My neighbors probably wondered why I was doing a fist pump in the middle of my front yard.
Yeah me too, sitting on a stool under a black cloth to properly see the camera monitor. I remember having a conversation with somebody going by on the sidewalk suggesting I should “have fun”, under there… (!)

Crispin in Waterloo
June 6, 2012 3:39 pm

We got good peeks (about 20 of us) from above the cricket ground in Waterloo Park using a 60x telescope with a solar filter carefully adapted to the front (with duct tape). The sun more than filled the view. Wonderful ‘seeing’ through a clear afternoon sky. Photography though the lens proved difficult but one of us got very nice pics putting the filter over a high end Nikon with serious zooming powers.
It is hard to understand how Venus floats so beautifully in empty space. I like this universe. I think I’ll stay a while longer.
Thanks everyone above for all the fantastic links!

RoHa
June 6, 2012 4:44 pm

No.3
“Ignore RoHa, he’s probably an immigrant. We have a lot of trouble with those,”
The Aborigines say the trouble started in 1788. The kangaroos say it started about 40,000 years earlier.

Brian H
June 6, 2012 10:02 pm

RoHa;
considering the day and night contrast between our PMs (Harper vs. Gillard), I think the direction of ridicule is N→S between Canada and Oddstralia …
>:)
John Day;
That is one odd movie. http://solar.nro.nao.ac.jp/norh/html/10min/2012/06/06/movie.html Venus looks like a tumbling cube crossing the face. Must be the low resolution of the RF image.

Brian H
June 6, 2012 10:32 pm

Blade says:
June 6, 2012 at 4:36 am

It’s hard to tell what you most lack, humor or intelligence. The article and cite are ironic. Funny.
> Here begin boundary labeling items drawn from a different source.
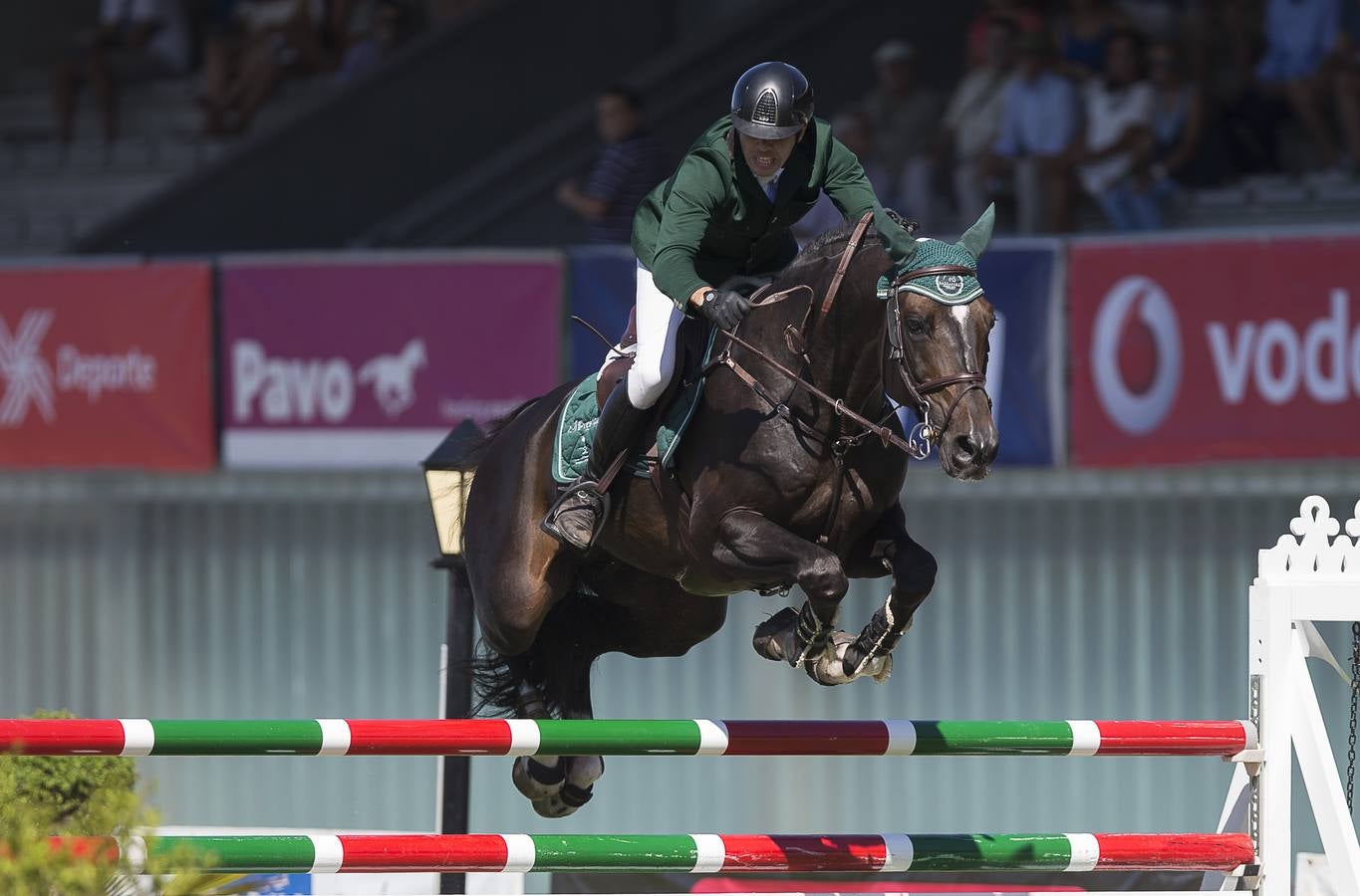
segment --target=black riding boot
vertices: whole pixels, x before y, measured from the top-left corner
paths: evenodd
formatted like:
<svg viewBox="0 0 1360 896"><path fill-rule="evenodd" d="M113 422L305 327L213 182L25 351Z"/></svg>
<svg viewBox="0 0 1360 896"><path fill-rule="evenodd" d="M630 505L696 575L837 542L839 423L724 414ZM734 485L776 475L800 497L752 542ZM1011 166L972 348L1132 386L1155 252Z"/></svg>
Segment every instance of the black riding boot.
<svg viewBox="0 0 1360 896"><path fill-rule="evenodd" d="M571 483L548 511L543 521L544 532L577 551L590 549L608 510L608 502L598 483L609 469L609 464L638 441L650 413L650 408L632 407L628 400L627 379L613 387L604 402L604 409L600 411L600 423L590 442L590 464L586 466L586 475Z"/></svg>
Joking.
Duh.

Brian H
June 6, 2012 10:39 pm

Crispin in Waterloo says:
June 6, 2012 at 3:39 pm

It is hard to understand how Venus floats so beautifully in empty space.

Slightly poetic, but utterly misconceived. Try “how Venus screams at high speed thru [empty, except for the solar wind, etc.] space, just fast enough to keep from falling to its doom like a marshmellow into a bonfire.”
See? Accuracy can be poetic, too!
>;p

Blade
June 7, 2012 4:35 am

Brian H [June 6, 2012 at 10:32 pm] says:
“It’s hard to tell what you most lack, humor or intelligence. The article and cite are ironic. Funny. Joking. Duh.”

Ummm, what? I was commenting on the news clipping Smokey provided. It looks like an op-ed from a local newspaper. My comment is that it was clearly written by an AGW believing Obama voter. See here …

Smokey [June 5, 2012 at 7:14 pm] says:
“Meet the newest member of the Team…
specializing in Solar physics.”

Brian, are you implying I scewed up? Explain please. Particularly about a lack of sense of humor.

Mr. Alex
June 7, 2012 6:45 am

In South Africa we are on the edge of visibility, to optimise the view we drove 320km up north to the Saint Lucia Estuary on the KwaZulu-Natal coast… As the sun rose at 6:37 AM June 6th we managed to see Venus at its internal egress. It was amazing, you could actually see it without any filter… I took a picture with a simple digital camera (although it’s a bit blurred). By 6:49 it was gone. I will never forget it. I was lucky enough to see both the 2004 and 2012 transits and I am only 21.